Search code examples
c#regexlookbehindregex-lookarounds

Regex Match NC-Comments in a string with mixed C#-Code


I have a textfile with mixed NC-Code and C#-Code. C#-Code starts with "<#" and ends with "#>". Now I need one regex expression to find all NC-Comments. One problem is that NC-Comments starts with ";" therefore I got some issues to distinguish NC-Comment with ";" of C#-Code.

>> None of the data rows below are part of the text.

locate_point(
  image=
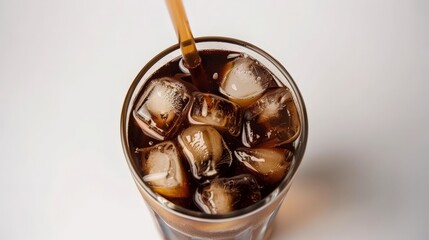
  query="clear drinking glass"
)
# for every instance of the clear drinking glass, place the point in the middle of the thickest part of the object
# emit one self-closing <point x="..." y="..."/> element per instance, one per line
<point x="254" y="222"/>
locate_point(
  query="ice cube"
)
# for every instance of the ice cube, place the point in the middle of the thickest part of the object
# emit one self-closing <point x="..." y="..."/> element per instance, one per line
<point x="271" y="121"/>
<point x="209" y="109"/>
<point x="270" y="165"/>
<point x="163" y="170"/>
<point x="245" y="80"/>
<point x="205" y="150"/>
<point x="162" y="107"/>
<point x="224" y="195"/>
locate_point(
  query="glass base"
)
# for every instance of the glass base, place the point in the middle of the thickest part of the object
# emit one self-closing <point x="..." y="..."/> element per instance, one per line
<point x="261" y="232"/>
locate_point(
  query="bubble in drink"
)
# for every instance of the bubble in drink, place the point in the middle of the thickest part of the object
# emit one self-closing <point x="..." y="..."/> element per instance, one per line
<point x="272" y="120"/>
<point x="163" y="171"/>
<point x="205" y="150"/>
<point x="224" y="195"/>
<point x="210" y="109"/>
<point x="245" y="80"/>
<point x="270" y="165"/>
<point x="161" y="108"/>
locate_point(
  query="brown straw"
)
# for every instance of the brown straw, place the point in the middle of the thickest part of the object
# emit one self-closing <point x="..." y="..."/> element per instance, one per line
<point x="181" y="25"/>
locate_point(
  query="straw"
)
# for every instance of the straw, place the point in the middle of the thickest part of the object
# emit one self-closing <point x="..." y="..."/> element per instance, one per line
<point x="181" y="25"/>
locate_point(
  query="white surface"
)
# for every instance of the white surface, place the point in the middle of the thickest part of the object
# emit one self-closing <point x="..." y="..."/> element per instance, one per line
<point x="362" y="66"/>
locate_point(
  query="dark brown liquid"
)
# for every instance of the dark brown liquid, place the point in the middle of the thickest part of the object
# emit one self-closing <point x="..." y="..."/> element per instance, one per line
<point x="213" y="62"/>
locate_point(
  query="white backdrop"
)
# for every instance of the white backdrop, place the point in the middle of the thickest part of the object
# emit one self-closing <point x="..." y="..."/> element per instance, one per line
<point x="362" y="67"/>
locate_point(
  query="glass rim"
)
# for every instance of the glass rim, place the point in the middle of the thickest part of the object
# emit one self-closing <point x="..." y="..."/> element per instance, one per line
<point x="191" y="214"/>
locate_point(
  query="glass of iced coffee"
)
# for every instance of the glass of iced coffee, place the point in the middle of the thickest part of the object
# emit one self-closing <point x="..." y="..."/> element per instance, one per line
<point x="214" y="163"/>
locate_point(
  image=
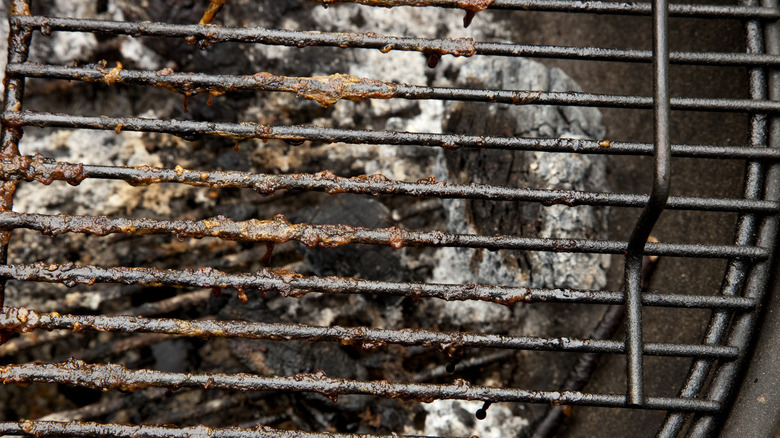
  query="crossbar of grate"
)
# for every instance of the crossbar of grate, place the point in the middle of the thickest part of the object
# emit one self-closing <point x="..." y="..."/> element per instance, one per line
<point x="292" y="284"/>
<point x="329" y="89"/>
<point x="593" y="7"/>
<point x="38" y="169"/>
<point x="297" y="133"/>
<point x="441" y="46"/>
<point x="279" y="230"/>
<point x="26" y="320"/>
<point x="114" y="376"/>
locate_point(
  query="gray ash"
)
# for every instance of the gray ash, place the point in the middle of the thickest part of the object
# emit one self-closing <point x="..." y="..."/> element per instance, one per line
<point x="447" y="265"/>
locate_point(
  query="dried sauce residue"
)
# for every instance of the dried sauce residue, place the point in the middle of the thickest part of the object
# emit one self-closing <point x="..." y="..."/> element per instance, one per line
<point x="470" y="6"/>
<point x="327" y="90"/>
<point x="212" y="11"/>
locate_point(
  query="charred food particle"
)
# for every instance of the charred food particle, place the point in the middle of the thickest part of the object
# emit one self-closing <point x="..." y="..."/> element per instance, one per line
<point x="212" y="11"/>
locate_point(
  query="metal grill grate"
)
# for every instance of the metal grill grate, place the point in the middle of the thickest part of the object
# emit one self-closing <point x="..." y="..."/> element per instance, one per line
<point x="703" y="397"/>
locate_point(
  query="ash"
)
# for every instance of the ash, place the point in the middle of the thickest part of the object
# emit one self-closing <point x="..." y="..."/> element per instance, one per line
<point x="447" y="265"/>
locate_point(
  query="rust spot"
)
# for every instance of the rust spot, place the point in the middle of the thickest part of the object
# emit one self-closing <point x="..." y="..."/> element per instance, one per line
<point x="212" y="11"/>
<point x="113" y="75"/>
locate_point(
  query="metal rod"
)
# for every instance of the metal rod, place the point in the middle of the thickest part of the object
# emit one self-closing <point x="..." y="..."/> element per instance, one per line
<point x="292" y="284"/>
<point x="101" y="430"/>
<point x="115" y="376"/>
<point x="327" y="90"/>
<point x="37" y="168"/>
<point x="586" y="364"/>
<point x="594" y="7"/>
<point x="104" y="407"/>
<point x="183" y="301"/>
<point x="734" y="279"/>
<point x="207" y="35"/>
<point x="22" y="320"/>
<point x="192" y="129"/>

Is it possible to achieve this with only one regular expression?

; 1. NC-Comment
FUNCT_A;
FUNCT_B;

<# // C#-Code
int temp = 42;
string var = "hello";   // C#-Comment
#>

FUNCT_C ; 2. Comment

<# // C#-Code
for(int i = 0; i <10; i++)
{
    Console.WriteLine(i.ToString());
}
#>  

; 3. Comment
FUNCT_D;

The result of the regex should be {1. NC-Comment, 2. Comment, 3. Comment}

I have played arround with following regular expressions:

1.) (;(.*?)\r?\n) --> Finds all NC-Comments but also C#-Code as comment
2.) (#>.*?<#)|(#>.*) --> Finds all NC-Code except the first NC-Code fragment
3.) #>.+?(?=<#) --> Finds all NC-Code except the first and last NC-Code fragment

One solution could be to push each "<#" to a stack and pop each "#>" from this stack. So if the stack is empty then the current string is NC-Code. Next I have to find out if this string is a NC-Comment.


Solution

  • I rather do it without regex:

    public static List<string> GetNCComments(Stream stream)
    {
        using (StreamReader sr = new StreamReader(stream))
        {
            List<string> result = new List<string>();
            bool inCS = false; // are we in C# code?
            int c;
            while ((c = sr.Read()) != -1)
            {
                if (inCS)
                {
                    switch ((char)c)
                    {
                        case '#':
                            if (sr.Peek() == '>') // end of C# block
                            {
                                sr.Read();
                                inCS = false;
                            }
                            break;
                        case '/':
                            if (sr.Peek() == '/') // a C# comment
                                sr.ReadLine(); // skip the whole comment
                            break;
                    }
                }
                else
                {
                    switch ((char)c)
                    {
                        case '<':
                            if (sr.Peek() == '#') // start of C# block
                            {
                                sr.Read();
                                inCS = true;
                            }
                            break;
                        case ';': // NC comment
                            string comment = sr.ReadLine();
                            if (!string.IsNullOrEmpty(comment))
                                result.Add(comment);
                            break;
                    }
                }
            }
            return result;
        }
    }
    

    Usage:

    var comments = GetNCComments(new FileStream(filePath, FileMode.Open, FileAccess.Read));
    

    The code is simple and self explanatory. This also handles C# comments, but not C# strings. I mean, it works correctly if you have a #> in a C# comment. But does not work if you have the same thing a C# string (incorrectly considers it as the end of C# block). Handling this case is also easy.